They are all so cute! I've got 2 more does to go, I can't wait to see the new little ones. 
_________________________________________________

*Desert Flower Ranch Nigerian Dwarf Goats*
http://www.desertflowerranchaz.com

Home to a small herd of 4 does, 2 wethers and 2 bucks.


----------



## Mamaboyd (Oct 10, 2013)

they are all so adorable!!congratulations


----------



## Abra (Aug 11, 2012)

Congratulations on all the babes! They're AMAZING!  And WOW what a busy busy time for you!!!
How are you even walking? LoL

I got my first set due in less than 2 weeks and I'm a nervous wreck.
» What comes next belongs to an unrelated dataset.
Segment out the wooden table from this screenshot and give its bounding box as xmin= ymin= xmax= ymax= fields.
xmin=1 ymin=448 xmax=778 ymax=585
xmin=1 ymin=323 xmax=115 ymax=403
I've done it a few times already, but FF's always make me NERVOUS!


----------



## toth boer goats (Jul 20, 2008)

Very busy indeed, congrats they are adorable.


----------



## nchen7 (Feb 25, 2013)

what an adventure!!!!! congrats on breezy births and healthy mommas and babies! they are ADORABLE! I showed the picture of one of the Nubian babies to my bf, and he said he's stuff her down his shirt and kiss her nose all day long. LOL.


----------



## dnchck (Mar 24, 2014)

Omg ..you do have babies. I would of freaked out. Congratulations on those sweet little tykes!:fireworks:


----------



## GoateeFarms50 (Mar 20, 2013)

I'm glad everything worked out for you  Cute babies


----------